A la benévola acogida de Marcos correspondió el turista con prodigalidad, exigiéndole que le proporcionase toda la comodidad posible, y, como es natural, se resistió a dar crédito a la consabida historia del duende, que cuanto antes le espetó el buen Marcos, terminando por rogarle que de ningún modo se alojase en la habitación.

El forastero se instaló, no obstante, en ella, hizo su cama en el poyo y sacando su revólver, que colocó a la cabecera, dijo a su huésped: — Mire, amigo, yo no le doy crédito a las relaciones que acaba de hacerme; si usted, o algún otro hace aquí el papel de duende para aprovecharse de los despojos de los pasajeros, sepa que le costará caro, porque, este revólver, que sé manejar con primor, vengará a las víctimas de Quilaquila.

Vencido con semejantes argumentos, salió Marcos de la habitación, despidiéndose hasta la eternidad del bravo turista.

El francés aseguró la puerta, recorrió con la luz en la mano todos los rincones de la habitación, cerciorándose que no existía ninguna comunicación oculta en la pieza que ocupaba, notando solamente una grieta que había en el viejo tumbadillo, conservando prendida la vela hasta bien .tarde; al fin cansado de esperar en vano al fantasma de que se le había hablado, apagó la luz y trató de conciliar el sueño.

Marcos, que observaba desde su cocina, apenas vio que la luz desaparecía, dio por muerto al hombre y encomendó su alma. De improviso volvió a encenderse la luz y enseguida se oyó una detonación, volviendo a producirse la oscuridad.

Al día siguiente despertaba Marcos con voces afectuosas con que lo llamaba el presunto muerto; frotándose los ojos para cerciorarse que no soñaba, se levantó, y cuánta fue su admiración al ver al francés sano y bueno en la puerta de su alojamiento: sobrecogido de terror en presencia de un ser que conceptuaba sobrehumano, oyó las cariñosas expresiones del extranjero, que tomándolo de la mano, le dice:

— Buen hombre, yo había formado un mal concepto de usted con la relación de increíbles fantasmas que me hizo anoche, y estaba resuelto a jugar cara la partida; me propuse descubrir el ardid, dando fin con el que trataba de burlarse de la credulidad para saciar su rapacidad.

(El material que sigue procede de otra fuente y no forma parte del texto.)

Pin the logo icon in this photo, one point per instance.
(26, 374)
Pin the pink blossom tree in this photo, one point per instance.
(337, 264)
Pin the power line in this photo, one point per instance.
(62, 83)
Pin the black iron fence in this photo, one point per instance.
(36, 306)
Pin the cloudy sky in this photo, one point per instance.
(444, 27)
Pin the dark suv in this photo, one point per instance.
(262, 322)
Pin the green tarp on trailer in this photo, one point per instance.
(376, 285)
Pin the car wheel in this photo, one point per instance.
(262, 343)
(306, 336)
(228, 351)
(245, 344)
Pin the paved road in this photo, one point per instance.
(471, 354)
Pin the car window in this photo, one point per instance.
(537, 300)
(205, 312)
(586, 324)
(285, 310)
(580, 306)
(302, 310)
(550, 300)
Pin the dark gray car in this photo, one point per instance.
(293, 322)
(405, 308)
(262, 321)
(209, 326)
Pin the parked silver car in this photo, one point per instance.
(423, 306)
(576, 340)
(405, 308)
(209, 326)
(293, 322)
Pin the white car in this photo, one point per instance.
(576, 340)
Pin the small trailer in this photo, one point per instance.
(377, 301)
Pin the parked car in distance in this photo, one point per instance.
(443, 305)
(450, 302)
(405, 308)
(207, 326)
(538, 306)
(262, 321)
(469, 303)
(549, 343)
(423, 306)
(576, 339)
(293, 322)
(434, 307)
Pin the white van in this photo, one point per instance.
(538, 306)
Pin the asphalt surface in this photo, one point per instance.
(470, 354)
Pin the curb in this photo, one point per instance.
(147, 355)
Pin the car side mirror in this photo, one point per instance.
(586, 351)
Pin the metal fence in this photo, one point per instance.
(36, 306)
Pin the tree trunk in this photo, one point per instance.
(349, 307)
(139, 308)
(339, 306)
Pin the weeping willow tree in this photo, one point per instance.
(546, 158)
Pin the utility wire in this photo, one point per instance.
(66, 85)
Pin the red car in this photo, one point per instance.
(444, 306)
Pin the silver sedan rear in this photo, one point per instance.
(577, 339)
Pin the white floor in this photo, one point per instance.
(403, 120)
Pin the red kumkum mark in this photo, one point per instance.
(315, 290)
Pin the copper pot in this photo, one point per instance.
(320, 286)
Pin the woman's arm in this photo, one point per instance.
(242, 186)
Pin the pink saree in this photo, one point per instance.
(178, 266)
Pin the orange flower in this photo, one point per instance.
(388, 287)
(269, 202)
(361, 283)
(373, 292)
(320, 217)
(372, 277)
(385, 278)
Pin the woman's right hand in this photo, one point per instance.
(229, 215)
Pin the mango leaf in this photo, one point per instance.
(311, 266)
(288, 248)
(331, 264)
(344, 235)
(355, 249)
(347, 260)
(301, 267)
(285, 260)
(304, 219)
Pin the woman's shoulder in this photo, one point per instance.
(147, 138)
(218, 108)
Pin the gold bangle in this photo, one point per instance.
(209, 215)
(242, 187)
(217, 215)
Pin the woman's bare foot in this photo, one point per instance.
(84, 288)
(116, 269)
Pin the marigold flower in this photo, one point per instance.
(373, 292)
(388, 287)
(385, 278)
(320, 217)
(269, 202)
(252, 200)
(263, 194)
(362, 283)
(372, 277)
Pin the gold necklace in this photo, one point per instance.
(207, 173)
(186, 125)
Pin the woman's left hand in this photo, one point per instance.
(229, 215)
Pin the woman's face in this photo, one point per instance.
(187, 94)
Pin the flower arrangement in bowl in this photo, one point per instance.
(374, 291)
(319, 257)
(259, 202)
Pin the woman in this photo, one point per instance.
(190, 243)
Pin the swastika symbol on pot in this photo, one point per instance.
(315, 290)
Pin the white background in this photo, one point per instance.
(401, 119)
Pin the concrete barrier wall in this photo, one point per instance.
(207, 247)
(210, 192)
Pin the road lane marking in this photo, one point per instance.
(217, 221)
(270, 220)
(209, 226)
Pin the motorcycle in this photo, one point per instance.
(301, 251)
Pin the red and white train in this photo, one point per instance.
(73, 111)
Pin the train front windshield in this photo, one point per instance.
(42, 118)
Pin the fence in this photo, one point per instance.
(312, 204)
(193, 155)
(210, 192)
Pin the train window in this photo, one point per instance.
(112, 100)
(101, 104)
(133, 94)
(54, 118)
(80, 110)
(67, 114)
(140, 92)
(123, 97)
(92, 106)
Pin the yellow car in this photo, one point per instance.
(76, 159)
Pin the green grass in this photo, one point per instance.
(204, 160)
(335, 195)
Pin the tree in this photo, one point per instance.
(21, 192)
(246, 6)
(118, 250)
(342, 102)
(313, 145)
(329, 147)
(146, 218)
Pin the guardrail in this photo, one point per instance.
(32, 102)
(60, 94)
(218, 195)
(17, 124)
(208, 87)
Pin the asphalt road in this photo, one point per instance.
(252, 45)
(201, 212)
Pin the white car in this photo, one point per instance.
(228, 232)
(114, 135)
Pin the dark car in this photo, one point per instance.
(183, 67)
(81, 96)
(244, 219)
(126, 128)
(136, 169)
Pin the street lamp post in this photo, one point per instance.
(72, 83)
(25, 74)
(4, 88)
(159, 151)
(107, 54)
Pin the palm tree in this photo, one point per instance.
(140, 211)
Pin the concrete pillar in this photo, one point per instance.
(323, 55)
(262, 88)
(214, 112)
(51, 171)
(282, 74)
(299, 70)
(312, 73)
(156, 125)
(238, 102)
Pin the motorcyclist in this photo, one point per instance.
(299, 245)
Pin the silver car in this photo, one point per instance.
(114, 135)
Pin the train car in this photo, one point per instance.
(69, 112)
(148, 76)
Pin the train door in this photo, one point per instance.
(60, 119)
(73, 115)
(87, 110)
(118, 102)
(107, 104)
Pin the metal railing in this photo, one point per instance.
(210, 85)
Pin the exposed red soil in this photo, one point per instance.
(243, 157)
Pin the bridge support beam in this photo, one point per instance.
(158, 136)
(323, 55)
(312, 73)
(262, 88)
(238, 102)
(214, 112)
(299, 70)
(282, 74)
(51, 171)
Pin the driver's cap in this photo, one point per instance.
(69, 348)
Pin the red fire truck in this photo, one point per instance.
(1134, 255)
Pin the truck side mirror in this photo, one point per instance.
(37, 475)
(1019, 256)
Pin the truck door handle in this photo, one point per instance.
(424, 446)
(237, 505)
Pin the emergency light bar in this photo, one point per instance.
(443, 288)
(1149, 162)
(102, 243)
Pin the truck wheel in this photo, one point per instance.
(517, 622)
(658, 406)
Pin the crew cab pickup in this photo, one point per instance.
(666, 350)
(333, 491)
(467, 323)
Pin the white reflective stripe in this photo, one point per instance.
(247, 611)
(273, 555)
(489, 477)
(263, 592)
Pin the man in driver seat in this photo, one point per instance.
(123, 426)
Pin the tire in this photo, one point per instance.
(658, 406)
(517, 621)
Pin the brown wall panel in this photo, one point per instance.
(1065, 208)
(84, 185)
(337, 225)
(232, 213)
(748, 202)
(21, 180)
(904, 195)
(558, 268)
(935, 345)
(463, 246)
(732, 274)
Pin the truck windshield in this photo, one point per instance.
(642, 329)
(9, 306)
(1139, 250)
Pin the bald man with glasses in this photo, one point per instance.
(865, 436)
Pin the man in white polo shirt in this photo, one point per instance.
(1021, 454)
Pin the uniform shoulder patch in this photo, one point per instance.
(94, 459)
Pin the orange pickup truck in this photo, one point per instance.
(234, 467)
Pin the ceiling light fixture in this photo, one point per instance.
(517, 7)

Dominé mi cansancio y me propuse vigilar, apagué la luz para fingirme dormido, precipitando el desenlace de mi aventura.

  • A pocos minutos oí un pequeño ruido como crujido de cautelosa pisada, tomé al instante mi revólver, encendí un fósforo, dirigí la vista instintivamente al tumbadillo y vi que por la grieta aquella se había deslizado una inmensa araña que pendía en dirección de la almohada, apunté sin vacilar y di en tierra con este perverso animal, causa de tantas víctimas.
  • Ahora pasaré a Pelechuco, donde daré parte de lo ocurrido a las autoridades, para tranquilidad de ese pueblo y en resguardo de la reputación de usted que ha de estar bien comprometida.

Sobre la maleta que hacía de mesa de cabecera, se hallaba una apasanca (araña huesosa y cubierta de pelusa café, especie de tarántula), del tamaño del puño del hombre, la que había hecho su nido en el viejo tumbadillo de la habitación, y que, deslizándose por la grieta que caía sobre el poyo que servía de lecho, se descolgaba directamente a la sien del rendido pasajero y daba fin con su vida.

Tal era el duende de la posada dé Quilaquila.